Давид не успел заметить, как в руках негодяя появился нож. Широкое длинные лезвие отразило свет фонаря и оказалось у самого горла Давида.
В лицо ему дохнуло запахом прокисшего вина.
– Невежливо как-то получается. Придется заплатить за свое безобразие, господин молодчик.
– Я не трогал вашу даму, – проговорил Давид, понимая, что его слова ничего не значат для этих людей. – Это она остановила меня.
– Так он еще и клеветник! – завопила женщина где-то рядом. – Перережь ему глотку, Крот, пусть будет наукой!
За плечом у Крота уже склабился беззубый его спутник, совсем еще молодой, с лицом помешанного.
– Или вы не мужчины? – причитала «дама» Крота. – И руки у вас отсохли?!
– У меня нет денег, – прижатый к стене, тихо проговорил Давид. – Почти нет… десять монет… пятнадцать… не больше.
– Пятнадцать монет?! – завопила из темноты женщина. – Чтоб ты сдох, мошенник!
– Пятнадцать монет у такого господина? – усмехнулся Крот. – Да в жизни не поверю. Сто пятьдесят, а то и тысяча пятьсот, вот это да. А пятнадцать – сам могу тебе дать. Выкупай свою жизнь, молодчик, о не то оставлю тебя на этой самой улице. Разделаю как свиную тушу и брошу на этом самом месте – для дворников, что выползут поутру… Чуешь? – я не шучу!
Давид не знал, как ему быть: он понимал, что человек и впрямь не шутит.

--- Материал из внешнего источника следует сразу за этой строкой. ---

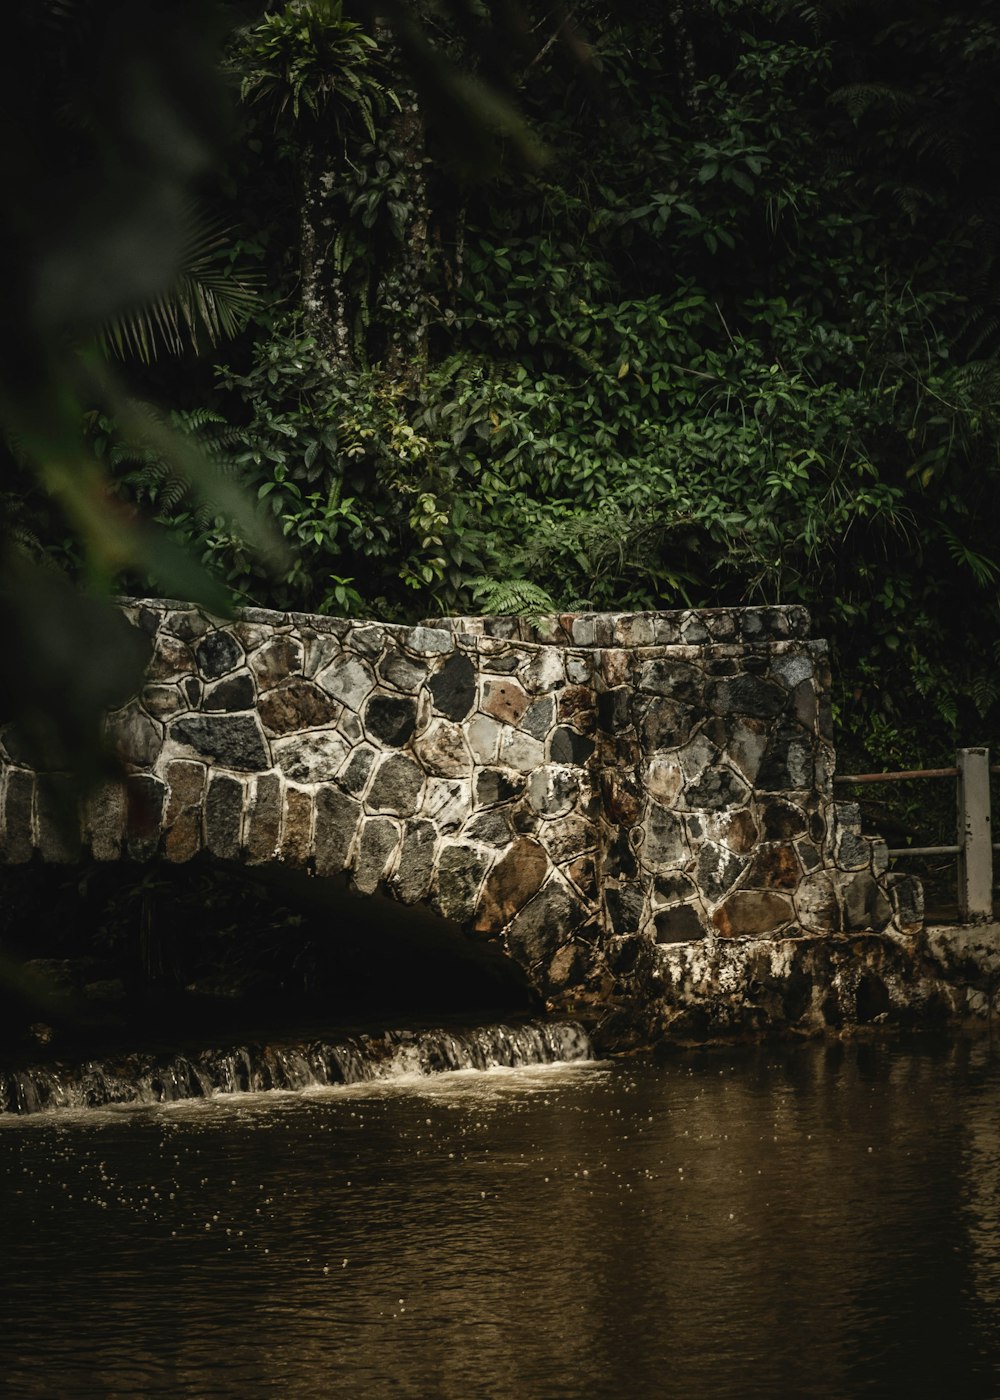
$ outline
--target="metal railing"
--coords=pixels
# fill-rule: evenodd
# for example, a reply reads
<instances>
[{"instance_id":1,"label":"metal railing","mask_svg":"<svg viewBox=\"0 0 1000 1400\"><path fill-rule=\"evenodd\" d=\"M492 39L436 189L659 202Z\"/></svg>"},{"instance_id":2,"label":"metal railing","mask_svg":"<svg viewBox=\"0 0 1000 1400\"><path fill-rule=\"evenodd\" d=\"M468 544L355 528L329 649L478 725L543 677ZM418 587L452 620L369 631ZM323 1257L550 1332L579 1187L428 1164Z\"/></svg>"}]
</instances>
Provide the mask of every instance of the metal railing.
<instances>
[{"instance_id":1,"label":"metal railing","mask_svg":"<svg viewBox=\"0 0 1000 1400\"><path fill-rule=\"evenodd\" d=\"M834 782L900 783L912 778L956 778L958 780L958 840L954 846L902 846L890 856L957 856L958 912L963 920L993 917L993 852L1000 842L992 836L990 814L990 774L1000 773L1000 764L990 764L985 748L959 749L954 768L914 768L904 773L844 773Z\"/></svg>"}]
</instances>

И обязательно выполнит свое обещание.
– Эй, головорез! – окликнул разбойника мужской голос. – Оставь человека – это приказ.
– Кто там? – не отпуская ножа от горла Давида, обернулся разбойник.
– Ишь, занесло кого-то к нам, – пропела женщина. – И не ждали мы, а вот тебе – здрасьте.
Скосив глаза, Давид разглядел мужчину в длинном плаще и цилиндре, стоявшего футах в двадцати от них. И сразу понял: голос человека был ему определенно знаком…
Крот отступил.
– Бычок, подержи молодца, – сказал он.
Молодой, с лицом помешанного, ухватил Давида за плечи. Сила в нем и впрямь была бычья. Пригвоздив Давида к стене кулачищами, он улыбался беззубой улыбкой, напоминая зрителя синематографа, первый раз в жизни пришедшего на комедию.